Japanese study attempts to determine if race plays part in coronavirus death rate

05-Jun-2020 Intellasia | The Telegraph | 6:02 AM Print This Post

Scientists in Japan have launched a study to determine whether race plays a part in the onset of severe symptoms of coronavirus and death rates.

Experts from seven leading universities will conduct genome analyses of Japanese people who have contracted the virus, sampling individuals who only displayed minor symptoms, those who were seriously ill and people who died.

The scientists intend to compare their findings with similar research being conducted in other countries and will attempt to isolate factors that are common in people who developed severe symptoms and those who died.

There have been 16,867 cases of coronavirus in Japan, a nation of 126.5 million people, and more than 900 deaths.
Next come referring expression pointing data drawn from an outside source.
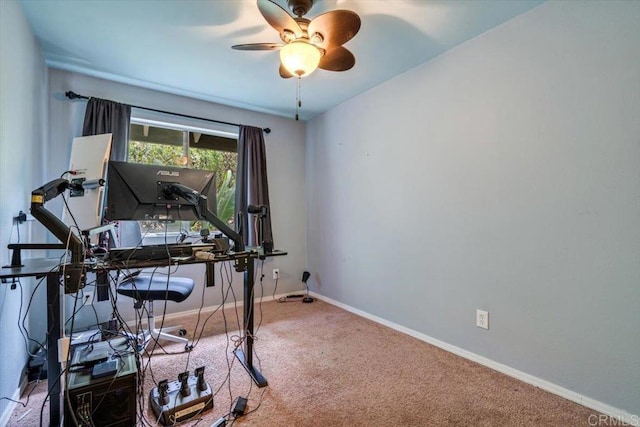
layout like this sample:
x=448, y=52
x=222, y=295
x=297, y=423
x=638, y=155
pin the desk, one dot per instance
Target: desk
x=49, y=267
x=38, y=268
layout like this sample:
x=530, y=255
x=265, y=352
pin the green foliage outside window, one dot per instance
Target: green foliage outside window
x=222, y=163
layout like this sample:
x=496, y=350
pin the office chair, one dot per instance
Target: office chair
x=147, y=288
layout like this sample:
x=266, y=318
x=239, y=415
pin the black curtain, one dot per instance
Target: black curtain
x=104, y=116
x=251, y=184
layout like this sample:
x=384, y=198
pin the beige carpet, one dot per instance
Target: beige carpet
x=328, y=367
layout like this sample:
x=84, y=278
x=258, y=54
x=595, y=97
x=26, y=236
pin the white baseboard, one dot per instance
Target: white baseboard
x=617, y=414
x=6, y=415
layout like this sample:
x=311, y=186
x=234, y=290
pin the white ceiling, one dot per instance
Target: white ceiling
x=184, y=47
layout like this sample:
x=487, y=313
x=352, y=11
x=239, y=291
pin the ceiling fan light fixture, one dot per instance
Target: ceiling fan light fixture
x=300, y=58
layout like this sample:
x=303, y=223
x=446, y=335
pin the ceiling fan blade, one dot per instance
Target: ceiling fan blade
x=336, y=27
x=278, y=18
x=284, y=73
x=338, y=59
x=258, y=46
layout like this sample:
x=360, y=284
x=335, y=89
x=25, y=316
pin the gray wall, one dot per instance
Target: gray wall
x=505, y=176
x=23, y=137
x=285, y=164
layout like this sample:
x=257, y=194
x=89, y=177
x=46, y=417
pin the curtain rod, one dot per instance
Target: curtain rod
x=72, y=95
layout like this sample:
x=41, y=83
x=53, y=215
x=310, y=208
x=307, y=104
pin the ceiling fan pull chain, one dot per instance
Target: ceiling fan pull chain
x=298, y=100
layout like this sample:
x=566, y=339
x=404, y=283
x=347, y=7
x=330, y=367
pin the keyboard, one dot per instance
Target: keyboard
x=151, y=252
x=165, y=251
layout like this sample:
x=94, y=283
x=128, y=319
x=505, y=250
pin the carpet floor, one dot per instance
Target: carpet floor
x=328, y=367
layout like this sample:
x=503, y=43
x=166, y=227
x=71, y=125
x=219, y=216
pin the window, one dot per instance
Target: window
x=160, y=143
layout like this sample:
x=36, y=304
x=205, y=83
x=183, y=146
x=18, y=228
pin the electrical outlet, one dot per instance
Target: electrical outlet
x=482, y=319
x=87, y=297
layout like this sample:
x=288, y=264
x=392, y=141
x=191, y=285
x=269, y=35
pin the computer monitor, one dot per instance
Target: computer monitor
x=139, y=192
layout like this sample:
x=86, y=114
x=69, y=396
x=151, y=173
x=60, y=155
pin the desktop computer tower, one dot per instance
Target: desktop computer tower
x=102, y=385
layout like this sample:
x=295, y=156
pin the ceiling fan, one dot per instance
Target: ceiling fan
x=308, y=44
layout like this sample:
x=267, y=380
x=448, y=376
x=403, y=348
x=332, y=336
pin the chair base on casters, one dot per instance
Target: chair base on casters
x=154, y=334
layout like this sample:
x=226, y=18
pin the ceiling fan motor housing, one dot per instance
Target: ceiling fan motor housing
x=300, y=7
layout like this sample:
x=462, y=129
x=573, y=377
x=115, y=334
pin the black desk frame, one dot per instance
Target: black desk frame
x=52, y=270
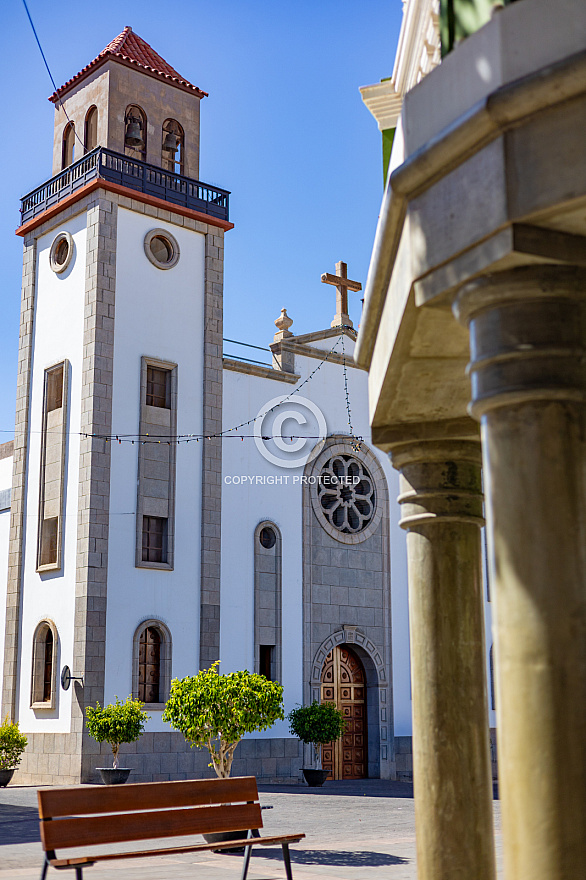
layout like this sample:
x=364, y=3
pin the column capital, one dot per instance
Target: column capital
x=527, y=339
x=440, y=482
Similarly, South Korea, with a population of more than 51 million, has reported 11,629 cases and 273 deaths.

In contrast, the UK has had 279,856 cases and 39,728 deaths in a population of 66.65 million, while the US, with a population of 328 million, has seen more than 1.8 million cases and 107,175 fatalities.
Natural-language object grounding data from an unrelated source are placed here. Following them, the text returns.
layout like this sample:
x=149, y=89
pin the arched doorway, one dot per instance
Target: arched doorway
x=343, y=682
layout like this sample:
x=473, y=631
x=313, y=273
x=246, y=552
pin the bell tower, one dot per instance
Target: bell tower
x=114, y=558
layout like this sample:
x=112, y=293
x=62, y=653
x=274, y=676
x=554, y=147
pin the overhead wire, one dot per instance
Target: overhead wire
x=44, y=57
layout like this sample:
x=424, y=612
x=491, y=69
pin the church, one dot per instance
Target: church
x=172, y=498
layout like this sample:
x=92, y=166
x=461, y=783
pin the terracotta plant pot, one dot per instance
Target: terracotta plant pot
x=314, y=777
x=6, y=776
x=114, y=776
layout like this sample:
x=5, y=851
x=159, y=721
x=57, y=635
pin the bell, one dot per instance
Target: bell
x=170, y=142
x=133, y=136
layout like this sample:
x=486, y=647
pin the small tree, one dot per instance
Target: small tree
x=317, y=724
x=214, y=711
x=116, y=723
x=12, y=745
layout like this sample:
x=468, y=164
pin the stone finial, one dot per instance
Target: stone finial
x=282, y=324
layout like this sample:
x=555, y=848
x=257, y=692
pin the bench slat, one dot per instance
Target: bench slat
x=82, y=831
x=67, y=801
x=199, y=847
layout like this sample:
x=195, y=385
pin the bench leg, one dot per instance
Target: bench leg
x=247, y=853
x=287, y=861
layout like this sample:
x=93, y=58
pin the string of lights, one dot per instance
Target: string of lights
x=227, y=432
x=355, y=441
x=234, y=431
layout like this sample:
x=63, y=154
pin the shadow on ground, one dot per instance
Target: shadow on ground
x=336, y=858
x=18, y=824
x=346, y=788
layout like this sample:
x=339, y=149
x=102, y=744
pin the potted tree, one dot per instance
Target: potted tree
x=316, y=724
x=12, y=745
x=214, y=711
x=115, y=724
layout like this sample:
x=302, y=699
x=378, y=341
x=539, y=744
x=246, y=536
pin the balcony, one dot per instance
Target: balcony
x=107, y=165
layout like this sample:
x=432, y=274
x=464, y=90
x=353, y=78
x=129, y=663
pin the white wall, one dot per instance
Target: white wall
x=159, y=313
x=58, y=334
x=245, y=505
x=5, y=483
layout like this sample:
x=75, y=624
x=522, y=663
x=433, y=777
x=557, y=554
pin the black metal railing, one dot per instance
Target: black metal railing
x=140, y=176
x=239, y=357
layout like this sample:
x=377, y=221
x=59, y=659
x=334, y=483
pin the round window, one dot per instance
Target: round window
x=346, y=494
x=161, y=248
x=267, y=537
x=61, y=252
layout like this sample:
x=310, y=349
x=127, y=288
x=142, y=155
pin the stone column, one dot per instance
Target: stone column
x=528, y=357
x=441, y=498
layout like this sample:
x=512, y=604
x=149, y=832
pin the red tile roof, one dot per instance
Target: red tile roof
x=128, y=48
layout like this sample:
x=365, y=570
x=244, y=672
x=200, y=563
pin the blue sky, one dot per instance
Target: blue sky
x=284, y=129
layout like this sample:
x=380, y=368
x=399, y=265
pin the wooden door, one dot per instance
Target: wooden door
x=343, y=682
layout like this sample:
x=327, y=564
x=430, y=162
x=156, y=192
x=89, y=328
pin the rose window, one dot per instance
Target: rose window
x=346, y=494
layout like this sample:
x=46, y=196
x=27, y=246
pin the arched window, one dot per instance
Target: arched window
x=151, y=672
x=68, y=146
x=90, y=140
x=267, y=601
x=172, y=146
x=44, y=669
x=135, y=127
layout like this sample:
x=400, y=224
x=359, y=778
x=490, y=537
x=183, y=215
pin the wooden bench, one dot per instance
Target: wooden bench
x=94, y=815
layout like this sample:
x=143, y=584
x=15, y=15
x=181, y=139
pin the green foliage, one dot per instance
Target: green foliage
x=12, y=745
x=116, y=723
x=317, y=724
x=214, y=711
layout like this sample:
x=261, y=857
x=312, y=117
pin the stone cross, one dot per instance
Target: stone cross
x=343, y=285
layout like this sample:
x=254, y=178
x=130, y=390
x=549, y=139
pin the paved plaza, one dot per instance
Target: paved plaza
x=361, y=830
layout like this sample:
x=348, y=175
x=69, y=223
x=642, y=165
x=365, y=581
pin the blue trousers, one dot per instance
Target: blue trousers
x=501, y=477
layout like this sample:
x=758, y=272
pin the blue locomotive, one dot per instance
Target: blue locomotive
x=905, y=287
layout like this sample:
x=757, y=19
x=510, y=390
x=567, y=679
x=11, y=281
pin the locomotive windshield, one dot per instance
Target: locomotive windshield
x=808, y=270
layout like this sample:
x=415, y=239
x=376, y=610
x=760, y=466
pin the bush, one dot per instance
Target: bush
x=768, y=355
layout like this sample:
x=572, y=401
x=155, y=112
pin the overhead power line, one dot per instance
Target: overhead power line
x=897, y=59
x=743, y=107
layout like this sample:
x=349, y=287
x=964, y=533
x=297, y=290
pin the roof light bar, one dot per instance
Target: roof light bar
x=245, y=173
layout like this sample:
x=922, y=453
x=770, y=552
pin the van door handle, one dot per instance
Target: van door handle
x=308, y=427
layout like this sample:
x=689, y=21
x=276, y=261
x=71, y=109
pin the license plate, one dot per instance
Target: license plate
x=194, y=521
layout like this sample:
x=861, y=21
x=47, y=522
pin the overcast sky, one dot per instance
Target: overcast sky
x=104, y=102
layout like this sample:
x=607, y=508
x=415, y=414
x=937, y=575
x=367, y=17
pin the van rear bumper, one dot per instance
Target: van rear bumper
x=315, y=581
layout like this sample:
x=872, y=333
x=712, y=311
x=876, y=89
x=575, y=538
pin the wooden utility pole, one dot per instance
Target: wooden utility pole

The scientists believe that Japan’s relatively low mortality ratesix per million peoplecannot simply be explained away by diet or other lifestyle factors or differences in health care systems, the Asahi newspaper reported.

The assumption, therefore, is that immune responses may vary according to differences in genes between racial groups. It may be that people with Asiatic genes are less susceptible to the virus than Caucasians or other racial groups, or better at fending it off if they do become infected.

The Japanese study’s launch comes after a Public Health England report found that people from black and Asian ethnic groups are up to twice as likely to die with Covid-19 than those from white British backgrounds.

Researchers found that people of Bangladeshi ethnicity had around twice the risk of death than people of white British ethnicity, while people of Chinese, Indian, Pakistani, other Asian, Caribbean and black ethnicity had between 10 per cent and 50 per cent higher risk of death.

If the factors that cause severe symptoms can be identified, it may help in the development of a vaccine.

The scientists will focus much of their research on human leukocyte antigens, which play an important role in immune reactions but may respond differently to coronavirus in people with a contrasting genetic makeup.

Tasuku Honjo, a professor of immunology at Kyoto University and winner of the 2018 Nobel Prize for medicine, late last month proposed research into genetic differences in the search for a cure for the illness.

There were “several theories” as to why Japan’s infection and death rates from the virus were relatively low, he said.

“One is that people in this country like to be clean, they wash their hands frequently and they do not kiss and hug,” he said. Other suggestions were that the widespread BCG vaccination boosted Japanese people’s immunity, while it was also possible that the genes of Asian people were “more resistant” to the virus than Caucasians, he said.